The full costs of completing construction work on the Snug Cove Wastewater Treatment Plant have been tallied, and the final total has landed higher than the original estimate.
Council heard last week it will now cost $1,838,442 to perform upgrades to the plant (WWTP), up nearly $200,000 from the budgeted amount for 2022 of $1,640,000.
“Some elements of the project had rapidly escalating costs,” said director of engineering Patrick Graham during the June 13 meeting, explaining why today’s number is higher than the original estimate. He says these included quickly changing quotes, issues securing contractors and materials, and the overall length of the project.
“Initially the escalation was substantially more and we’ve made some efforts to bring that down, including taking some of the work on - such as upfront earth work and rock wall construction - with BIM as general contractor, and also procuring some of the key equipment directly,” added Graham.
The increased costs, totalling $198,442 exactly, will be covered using the same payment breakdown council approved for the project earlier this year: 44 per cent from Snug Cove sewer users, and 56 per cent from residents outside the local service area (LSA), since the WWTP upgrades were determined to be of island-wide significance.
For Snug Cove sewer users to cover their additional $87,314 bill, chief financial officer Kristen Watson says the new parcel tax established for their LSA this year will likely run for the next eight years now, instead of seven. This would be made official in a future bylaw change. The rest of Bowen will pay the other $111,128.
The prior estimate for each group was $921,323 for island-wide owners and $718,677 for the Snug Cove LSA. The new total puts the island-wide share over the million mark at $1,032,451, and the Snug Cove LSA share at $805,991.
Municipality will tackle storm sewer project
But despite the increased WWTP costs, savings were found elsewhere to avoid increasing the overall budget. The Bowen Island Trunk Road storm sewer repair capital project is reducing its costs by $200,000 by deciding to avoid putting the job out for tender, and instead having the municipality (BIM) perform the work themselves.
“There is a real willingness and a real excitement about this direction. And it is a very good capacity building opportunity,” said Graham of the decision to have BIM take on the task, though he did acknowledge this may have an impact on other projects the municipal crew would normally be working on.

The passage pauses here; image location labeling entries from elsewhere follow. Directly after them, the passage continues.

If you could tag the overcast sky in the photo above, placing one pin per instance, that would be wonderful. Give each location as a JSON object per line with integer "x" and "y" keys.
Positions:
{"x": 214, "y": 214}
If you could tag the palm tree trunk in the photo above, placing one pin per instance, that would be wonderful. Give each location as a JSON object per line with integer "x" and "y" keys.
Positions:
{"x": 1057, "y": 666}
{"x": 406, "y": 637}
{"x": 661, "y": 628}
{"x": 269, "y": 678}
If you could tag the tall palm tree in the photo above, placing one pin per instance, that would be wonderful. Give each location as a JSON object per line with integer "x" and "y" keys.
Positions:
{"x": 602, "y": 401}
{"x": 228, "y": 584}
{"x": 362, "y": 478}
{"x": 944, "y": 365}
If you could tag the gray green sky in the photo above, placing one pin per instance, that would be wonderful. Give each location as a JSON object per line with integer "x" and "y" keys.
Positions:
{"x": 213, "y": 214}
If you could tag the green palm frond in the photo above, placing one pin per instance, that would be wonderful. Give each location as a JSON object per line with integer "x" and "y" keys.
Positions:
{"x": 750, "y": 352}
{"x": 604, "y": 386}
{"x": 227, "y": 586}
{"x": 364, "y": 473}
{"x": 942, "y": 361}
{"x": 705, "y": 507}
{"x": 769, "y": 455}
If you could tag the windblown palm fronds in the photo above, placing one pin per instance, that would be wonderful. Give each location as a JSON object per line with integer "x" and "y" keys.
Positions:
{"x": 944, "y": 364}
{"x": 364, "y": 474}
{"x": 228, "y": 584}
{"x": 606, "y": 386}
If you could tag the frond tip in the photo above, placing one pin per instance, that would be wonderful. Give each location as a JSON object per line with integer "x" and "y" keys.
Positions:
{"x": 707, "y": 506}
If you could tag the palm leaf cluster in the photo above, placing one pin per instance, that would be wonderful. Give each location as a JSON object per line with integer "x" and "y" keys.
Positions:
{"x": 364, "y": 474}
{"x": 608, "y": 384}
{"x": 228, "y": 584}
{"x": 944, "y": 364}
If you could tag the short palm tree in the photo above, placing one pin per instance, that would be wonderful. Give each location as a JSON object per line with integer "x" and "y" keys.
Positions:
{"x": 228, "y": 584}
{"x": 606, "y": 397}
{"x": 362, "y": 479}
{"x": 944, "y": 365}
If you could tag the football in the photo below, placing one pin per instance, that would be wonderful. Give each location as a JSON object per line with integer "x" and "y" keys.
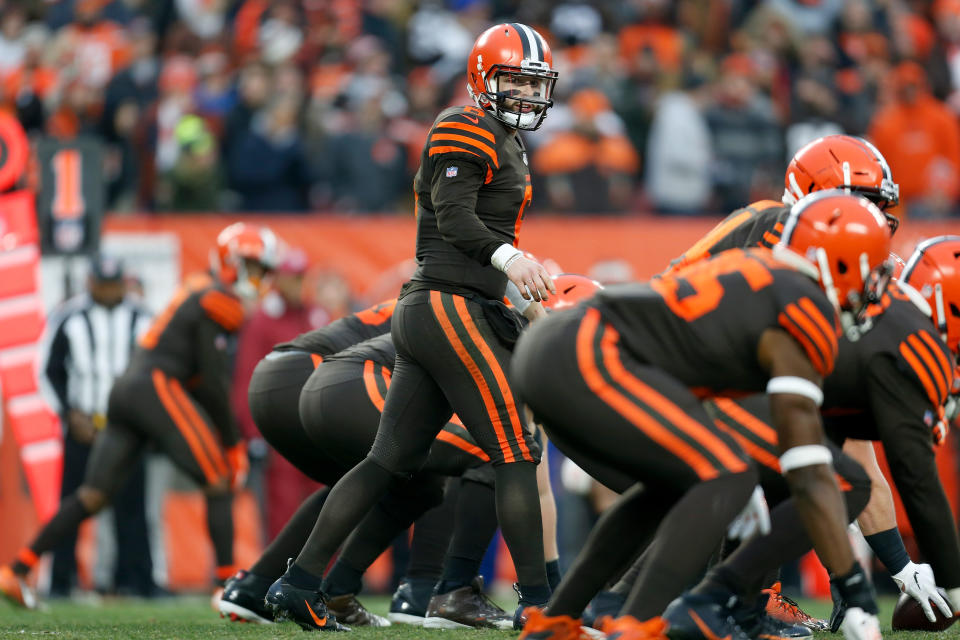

The storm sewer project became more urgent last week when a sinkhole was discovered under the road, forcing the closure of much of the westbound curb lane until repairs can begin in July.
“I like the idea of BIM staff being more involved in the project as it goes along,” said Coun. Sue Ellen Fast of the municipality handling the storm sewer job. “I think that’s better for the long run in terms of understanding the system and being able to answer questions or problems as they come up.”
Chandos, the construction company performing the WWTP upgrades, estimates their work will be completed sometime in December. The long-awaited hookups to the system likely won’t take place until the new year though.
“I don’t think it will be a Christmas present – maybe a late Christmas present – because we have to complete the Phase 1 upgrades and then assess where we’re at,” says Graham, predicting a Spring connection date for those properties currently waiting on the WWTP.
Council voted in favour of five different motions to proceed with the new costs: including approving a contract with Chandos worth $1,224,316 plus GST, an additional $143,067 plus GST to Urban Systems for design work, and approval of the additional $198,442 for the project.
All councillors (minus Coun. Rob Wynen who was absent) voted for each motion except for Coun. Alison Morse, who voted against every motion related to increasing upgrade costs. Morse did join council in voting for Snug Cove users to pay the adjusted amount based on the 56/44 per cent island-wide/LSA split.